Disclaimer: The prescribing of medications that have not been FDA-approved for alcohol use disorder for such purpose is based on the provider’s determination of clinical appropriateness, judgment and available evidence.

Right now, there aren’t official dosing guidelines for semaglutide specifically for alcohol use. The research that’s been done so far has used the same schedule that’s recommended for weight management, but, because the trials only lasted a few weeks, the maximum dose reached was 1 mg (instead of 2mg that is sometimes used in weight loss). After a comprehensive assessment, a medical provider usually will start at a low dose and increase gradually, following the standard schedule.

There is one GLP-1 medication that comes in a pill form (semaglutide—with the pill being sold under the brand name Rybelsus), and it is similarly used to reduce complications from diabetes and heart disease. It is currently being studied for alcohol use, but the results of the trial are not available yet (as of September 2025).

Your provider will work with you to choose the most apprpriate medication or medications based on your health history and preferences. They will guide you through the options to make a shared decision, as clinically appropriate.

There is variability in the BMI thresholds that have been used in studies on GLP-1s and alcohol, but the first published trial of semaglutide excluded people with a BMI less than 23. If someone has a lower BMI than that, they may want to consider naltrexone or acamprosate.

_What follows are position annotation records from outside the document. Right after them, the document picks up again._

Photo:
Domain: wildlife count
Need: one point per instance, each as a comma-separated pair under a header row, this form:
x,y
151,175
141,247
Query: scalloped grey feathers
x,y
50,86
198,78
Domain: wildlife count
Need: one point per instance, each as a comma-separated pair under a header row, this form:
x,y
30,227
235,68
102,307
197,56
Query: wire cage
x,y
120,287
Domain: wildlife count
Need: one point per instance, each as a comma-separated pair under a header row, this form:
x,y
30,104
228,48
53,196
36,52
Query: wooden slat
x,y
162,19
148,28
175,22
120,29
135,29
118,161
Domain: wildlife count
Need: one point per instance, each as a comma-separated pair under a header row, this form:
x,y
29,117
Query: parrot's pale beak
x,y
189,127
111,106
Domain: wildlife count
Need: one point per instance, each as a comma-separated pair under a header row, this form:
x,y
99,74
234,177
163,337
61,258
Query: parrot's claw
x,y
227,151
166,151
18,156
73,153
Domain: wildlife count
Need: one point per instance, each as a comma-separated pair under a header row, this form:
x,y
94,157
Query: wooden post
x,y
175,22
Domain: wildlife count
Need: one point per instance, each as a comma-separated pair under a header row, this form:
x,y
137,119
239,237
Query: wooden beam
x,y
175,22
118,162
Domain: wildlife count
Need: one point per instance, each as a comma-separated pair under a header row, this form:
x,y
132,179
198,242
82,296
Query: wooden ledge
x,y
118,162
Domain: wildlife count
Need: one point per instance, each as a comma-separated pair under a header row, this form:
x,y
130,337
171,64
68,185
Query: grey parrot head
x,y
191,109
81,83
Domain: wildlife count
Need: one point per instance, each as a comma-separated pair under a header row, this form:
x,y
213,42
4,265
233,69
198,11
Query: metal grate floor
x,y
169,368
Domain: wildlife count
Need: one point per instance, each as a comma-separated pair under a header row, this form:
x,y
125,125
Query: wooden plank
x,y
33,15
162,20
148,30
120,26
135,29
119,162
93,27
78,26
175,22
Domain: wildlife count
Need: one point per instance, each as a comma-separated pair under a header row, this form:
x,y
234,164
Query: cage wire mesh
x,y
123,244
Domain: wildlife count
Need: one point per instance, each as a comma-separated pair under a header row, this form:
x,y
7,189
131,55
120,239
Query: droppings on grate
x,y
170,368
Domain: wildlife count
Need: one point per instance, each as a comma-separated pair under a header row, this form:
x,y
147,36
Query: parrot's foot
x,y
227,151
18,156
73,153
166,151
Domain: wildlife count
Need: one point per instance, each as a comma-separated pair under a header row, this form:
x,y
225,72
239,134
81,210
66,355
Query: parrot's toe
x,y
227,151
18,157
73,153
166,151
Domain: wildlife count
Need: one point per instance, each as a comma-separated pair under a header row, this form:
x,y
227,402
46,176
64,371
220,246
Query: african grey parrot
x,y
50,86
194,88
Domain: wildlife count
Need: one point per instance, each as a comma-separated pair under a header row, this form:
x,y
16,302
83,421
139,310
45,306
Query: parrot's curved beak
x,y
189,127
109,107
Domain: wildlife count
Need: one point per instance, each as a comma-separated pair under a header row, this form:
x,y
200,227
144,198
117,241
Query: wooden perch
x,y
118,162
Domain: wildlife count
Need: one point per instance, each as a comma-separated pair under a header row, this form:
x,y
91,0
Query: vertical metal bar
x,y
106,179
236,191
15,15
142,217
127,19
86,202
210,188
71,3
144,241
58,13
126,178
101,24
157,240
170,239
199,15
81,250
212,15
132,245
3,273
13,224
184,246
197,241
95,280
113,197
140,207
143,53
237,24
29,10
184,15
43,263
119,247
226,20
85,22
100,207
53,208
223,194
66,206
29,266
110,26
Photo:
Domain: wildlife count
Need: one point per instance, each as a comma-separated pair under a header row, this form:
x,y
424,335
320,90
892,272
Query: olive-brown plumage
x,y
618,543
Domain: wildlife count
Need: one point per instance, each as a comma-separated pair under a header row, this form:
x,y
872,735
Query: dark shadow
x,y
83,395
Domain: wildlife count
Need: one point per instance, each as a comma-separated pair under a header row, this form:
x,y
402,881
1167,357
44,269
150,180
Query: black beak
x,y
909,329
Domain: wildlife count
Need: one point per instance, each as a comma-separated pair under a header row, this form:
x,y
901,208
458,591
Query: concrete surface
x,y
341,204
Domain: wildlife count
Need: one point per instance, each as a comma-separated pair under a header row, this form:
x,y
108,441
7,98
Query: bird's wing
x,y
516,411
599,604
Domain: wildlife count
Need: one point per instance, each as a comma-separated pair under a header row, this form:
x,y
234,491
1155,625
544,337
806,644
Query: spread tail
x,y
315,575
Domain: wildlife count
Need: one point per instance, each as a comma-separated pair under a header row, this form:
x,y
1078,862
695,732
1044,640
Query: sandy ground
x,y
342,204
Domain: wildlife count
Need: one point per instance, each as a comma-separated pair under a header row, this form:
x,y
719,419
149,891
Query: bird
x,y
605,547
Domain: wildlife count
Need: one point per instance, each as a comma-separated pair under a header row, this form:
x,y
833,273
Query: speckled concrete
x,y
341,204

Regardless of what medication someone takes, it is recommended to have a healthy diet with calories that come from protein and vegetables rather than from sugary foods.

No matter what their BMI, if someone is started on a GLP-1 they will want to try to preserve their muscle mass by doing resistance exercise (sometimes called strength-building exercise) and by focusing on having healthier foods including adequate protein and vegetables, and trying not to have carbonated drinks like soda or seltzer.

People who are already on a GLP-1 are not recommended to start another one at the same time. If they aren’t reaching their recovery goals, they can talk with a medical provider about other medications, such as naltrexone or acamprosate. They could also look into behavioral health options, such as mutual aid, peer support groups, therapeutic groups, or therapy.